Last week, we put our sweet Theo to sleep. Unlike with Jesse and Annie, his slide into infirmity was jagged and drawn-out. It began with the loss of an eye two years ago, followed by a diagnosis of Cushing's disease, followed by a scratch to the remaining eye, followed by recurrent ear infections, arthritis and hearing loss. We treated what we could treat, managed what we could not, and Theo, in grand Theo style, rebounded as best he could. There was a reason I called him a pinball: It was because of his extraordinary resilience, his refusal to slow down or use caution or be contained in the face of daunting limitations.

photo Photo from Dana Shavin / The author with her dog, Theo.

Ultimately it was the creep of dementia that would undo him, a stair step of decline from headstrong willfulness to confusion and pointless wandering and loss of bladder control and difficulty eating.

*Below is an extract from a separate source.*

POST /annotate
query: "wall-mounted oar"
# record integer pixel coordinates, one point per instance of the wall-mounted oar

Some changes we didn't see until something reminded us of how things used to be, like the cherished plastic disc he carried in his mouth for months, gradually abandoned on the bed more mornings than not. There were the bully bones he coveted, until he forgot how to chew them, the walks he barked for, until he forgot how to bark.

Some day, I remember thinking, it will be our last walk to the pond, the last time he lunges at the UPS truck, the last day he knows me. And one by one, it was all of this and more. Dementia happens slowly, unevenly, like sea change; only when you are drowning do you realize the water has been rising for some time, though your heart has been sounding the alarm.

Theo was an odd dog, a dog's dog, a curmudgeonly soul who, the day we brought him home from the shelter, leapt into the red armchair across from where my husband and I sat and eyed us reproachfully, as if it were we who had crashed his pad with our big, demanding hearts and empty, needful arms. He was a dog who would never show his cards, whose tail did not wag and whose affection for us was never sycophantic. His love language was cool observation, his presence in a room almost Zen-like. Theo existed, as all dogs exist, not for the pleasure of others, but for the sheer contentment of being himself. Along the way, he happened to bring us great joy. Where there is grief now, there is also gratitude, and this I will carry with me into the next life, and the next, and the next, inside the briefcase of my ever-expanding heart.